More Brain Bleeds With Stroke Drug in 'Real World'

2014-05-29 00:00:001386

BOSTON -- In a real-world practice setting, the use of tissue plasminogen activator (tPA, Alteplase) results in a higher rate of intracerebral hemorrhage than was seen in the well-controlled clinical trials that led to widespread use of the treatment in stroke patients, researchers said here.

"Our rate of intracerebral hemorrhage of 15.6% was significantly greater as compared to the National Institutes of Neurological Disorders and Stroke (NINDS) tPA study group at 6.4% (P<0.05)," reported Amy Buxton, PA, and colleagues from Wagner College in New York City.

At the group's poster presentation during the annual meeting of the American Academy of Physician Assistants, co-author David Cookish, PA, also of Wagner College, told MedPage Today that the study included 173 consecutive patients who were treated for emergent stroke with tPA from 2006 to 2013 at the emergency department of Staten Island University Hospital.

"We think the reason we saw in our retrospective study a greater number of intracerebral hemorrhages may have been because many of the patients treated had higher NIHSS (National Institutes of Health Stroke Scale) scores at admission than [those that] were treated in the pivotal trial," Cookish said.
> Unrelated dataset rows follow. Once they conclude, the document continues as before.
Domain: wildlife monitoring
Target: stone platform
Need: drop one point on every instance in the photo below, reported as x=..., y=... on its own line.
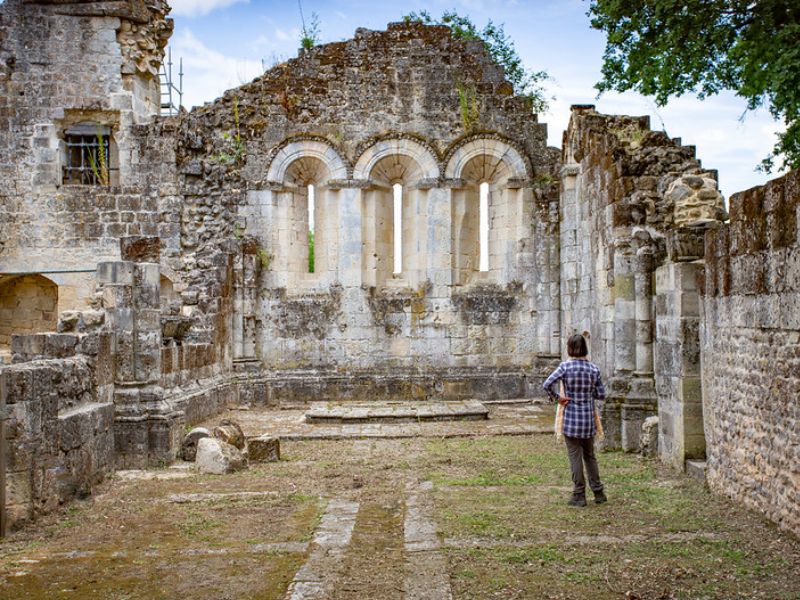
x=395, y=412
x=521, y=417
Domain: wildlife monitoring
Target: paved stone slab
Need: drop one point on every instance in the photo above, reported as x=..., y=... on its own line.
x=315, y=578
x=427, y=575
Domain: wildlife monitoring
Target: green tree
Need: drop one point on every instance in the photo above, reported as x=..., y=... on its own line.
x=526, y=83
x=665, y=48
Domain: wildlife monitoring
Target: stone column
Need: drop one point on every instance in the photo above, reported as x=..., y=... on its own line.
x=624, y=308
x=350, y=228
x=439, y=241
x=146, y=427
x=643, y=285
x=624, y=353
x=245, y=304
x=681, y=433
x=639, y=401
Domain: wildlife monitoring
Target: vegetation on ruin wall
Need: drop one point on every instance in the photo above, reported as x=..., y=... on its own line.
x=232, y=141
x=527, y=84
x=664, y=48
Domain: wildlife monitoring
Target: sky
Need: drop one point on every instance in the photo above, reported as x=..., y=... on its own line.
x=225, y=43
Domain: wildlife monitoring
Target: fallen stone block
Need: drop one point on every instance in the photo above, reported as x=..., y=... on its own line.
x=218, y=458
x=264, y=449
x=648, y=441
x=231, y=433
x=189, y=445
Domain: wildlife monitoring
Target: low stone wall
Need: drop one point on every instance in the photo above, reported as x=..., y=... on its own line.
x=302, y=386
x=60, y=440
x=750, y=351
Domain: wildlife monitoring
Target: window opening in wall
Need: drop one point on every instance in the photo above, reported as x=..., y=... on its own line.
x=483, y=227
x=398, y=228
x=311, y=203
x=88, y=159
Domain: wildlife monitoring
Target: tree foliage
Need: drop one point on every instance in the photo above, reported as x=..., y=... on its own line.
x=665, y=48
x=526, y=83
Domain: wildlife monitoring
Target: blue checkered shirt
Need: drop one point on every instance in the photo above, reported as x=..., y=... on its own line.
x=583, y=385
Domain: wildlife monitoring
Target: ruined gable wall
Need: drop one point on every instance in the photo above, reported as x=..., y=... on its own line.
x=750, y=346
x=395, y=87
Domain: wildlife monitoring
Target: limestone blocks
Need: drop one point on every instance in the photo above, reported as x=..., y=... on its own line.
x=696, y=200
x=264, y=449
x=142, y=44
x=215, y=457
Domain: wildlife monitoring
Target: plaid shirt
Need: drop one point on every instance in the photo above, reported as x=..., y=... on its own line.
x=582, y=385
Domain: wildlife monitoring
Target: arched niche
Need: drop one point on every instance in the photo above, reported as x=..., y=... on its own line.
x=292, y=151
x=28, y=304
x=395, y=205
x=490, y=161
x=305, y=210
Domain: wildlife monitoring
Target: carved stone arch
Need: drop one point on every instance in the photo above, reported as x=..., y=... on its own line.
x=315, y=148
x=397, y=158
x=486, y=158
x=31, y=304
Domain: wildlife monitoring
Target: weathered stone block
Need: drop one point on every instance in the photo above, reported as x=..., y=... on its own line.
x=190, y=440
x=215, y=457
x=264, y=449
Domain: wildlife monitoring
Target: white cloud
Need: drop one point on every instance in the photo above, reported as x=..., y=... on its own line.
x=724, y=142
x=199, y=8
x=209, y=72
x=283, y=36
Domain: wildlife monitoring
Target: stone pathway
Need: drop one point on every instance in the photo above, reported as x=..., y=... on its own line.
x=507, y=418
x=427, y=575
x=315, y=578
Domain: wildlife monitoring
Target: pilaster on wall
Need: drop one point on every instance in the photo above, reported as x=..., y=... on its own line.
x=146, y=427
x=246, y=266
x=680, y=403
x=626, y=190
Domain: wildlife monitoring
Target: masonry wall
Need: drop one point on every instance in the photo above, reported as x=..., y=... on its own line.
x=312, y=121
x=624, y=197
x=750, y=350
x=64, y=64
x=60, y=439
x=28, y=304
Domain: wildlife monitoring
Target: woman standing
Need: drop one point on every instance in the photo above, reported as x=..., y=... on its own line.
x=582, y=387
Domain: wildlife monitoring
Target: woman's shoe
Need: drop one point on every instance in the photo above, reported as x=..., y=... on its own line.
x=577, y=500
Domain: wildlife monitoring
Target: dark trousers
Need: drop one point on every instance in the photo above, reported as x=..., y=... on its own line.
x=580, y=451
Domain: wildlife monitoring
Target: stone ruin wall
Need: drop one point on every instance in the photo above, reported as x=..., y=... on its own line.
x=200, y=280
x=633, y=202
x=311, y=121
x=62, y=64
x=750, y=351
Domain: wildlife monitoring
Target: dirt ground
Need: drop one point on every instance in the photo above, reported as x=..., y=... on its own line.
x=501, y=521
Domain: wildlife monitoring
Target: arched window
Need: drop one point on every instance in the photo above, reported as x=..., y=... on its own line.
x=397, y=189
x=311, y=223
x=483, y=227
x=28, y=304
x=90, y=155
x=490, y=217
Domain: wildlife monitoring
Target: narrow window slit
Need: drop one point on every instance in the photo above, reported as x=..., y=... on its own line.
x=311, y=224
x=398, y=228
x=483, y=226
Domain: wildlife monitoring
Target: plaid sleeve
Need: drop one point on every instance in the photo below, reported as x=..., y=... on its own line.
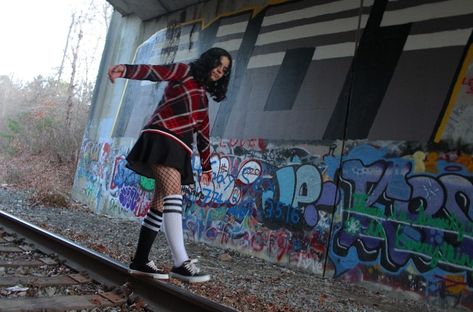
x=172, y=72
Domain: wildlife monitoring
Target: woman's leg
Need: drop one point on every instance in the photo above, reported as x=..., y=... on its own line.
x=149, y=228
x=184, y=268
x=169, y=180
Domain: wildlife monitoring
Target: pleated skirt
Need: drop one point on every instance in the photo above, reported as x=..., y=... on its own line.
x=153, y=148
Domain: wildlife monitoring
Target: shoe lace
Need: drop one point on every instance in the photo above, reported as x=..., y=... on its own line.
x=191, y=267
x=152, y=265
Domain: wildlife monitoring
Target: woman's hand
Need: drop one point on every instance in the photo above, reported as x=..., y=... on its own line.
x=116, y=71
x=206, y=177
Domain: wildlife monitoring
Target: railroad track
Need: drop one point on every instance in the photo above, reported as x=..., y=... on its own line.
x=40, y=271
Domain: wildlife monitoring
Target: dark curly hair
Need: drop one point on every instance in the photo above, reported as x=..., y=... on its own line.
x=202, y=67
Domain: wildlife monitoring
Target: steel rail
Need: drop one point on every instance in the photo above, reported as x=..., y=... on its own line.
x=159, y=295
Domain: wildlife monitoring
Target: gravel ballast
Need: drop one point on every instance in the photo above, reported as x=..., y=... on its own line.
x=239, y=281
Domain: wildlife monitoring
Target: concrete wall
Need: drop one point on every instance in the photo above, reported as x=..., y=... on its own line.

The patients who had NIHSS score of 17 or higher were 60% more likely to bleed than individuals with a score of less than 17 on the stroke scale (P<0.001), he said.

Of the 27 patients who experienced intracerebral bleeds, 11 died -- an inhospital mortality rate of 40.7%; of the 146 patients included in the study who did not have an intracerebral hemorrhage, 0.7% died. Overall mortality was 6.9%.

Buxton told MedPage Today, "We think one of the strengths of our study was that we included all comers to give us a better idea of patient outcomes in a real practice. For example, in the clinical trials patients over 80 years of age were treated; one of our patients in our study was 97."

The researchers excluded 57 patients of the total of 230 identified in the chart review, said Joanne Comber, PA, also of Wagner. The patients were excluded if the NIHSS score was not included in the chart, if the patients suffered a stroke after being admitted for a different medical reason, or if they were transported to another facility after receiving tPA therapy at the initial hospital.

"We recommend universal implementation of the NIHSS score before thrombolytic therapy and excluding patients with severe strokes -- NIHSS 17 or greater -- from receiving thrombolytic therapy," Cookish said. He added, the chances of a person with a severe stroke deriving benefit from tPA is minimal, but the risk of making things worse appears to be high.

"I think these findings are what you would expect to see in the real world," said David Jackson, DHSc, PA, associate professor and clinical coordinator of the New York Institute of Technology physician assistant studies program in Old Westbury.

"The 6.4% rate of intracerebral hemorrhage is what is seen in carefully, well-controlled patients in a pivotal clinical trial, and the 15.6% rate is what is seen in real-world settings where there may be patients entered later in the trial or people who are older than those in the trial," he told MedPage Today. Jackson was not a participant in the Wagner study.

Comber told MedPage Today that the risk of intracerebral hemorrhage did not appear to correlate with the time to treatment after first symptoms appeared. Age, a history of atrial fibrillation, and NIHSS scores appeared to correlate with intracerebral hemorrhage.

Buxton, Comber, and Cookish are recent graduates of the Wagner physician assistants studies program.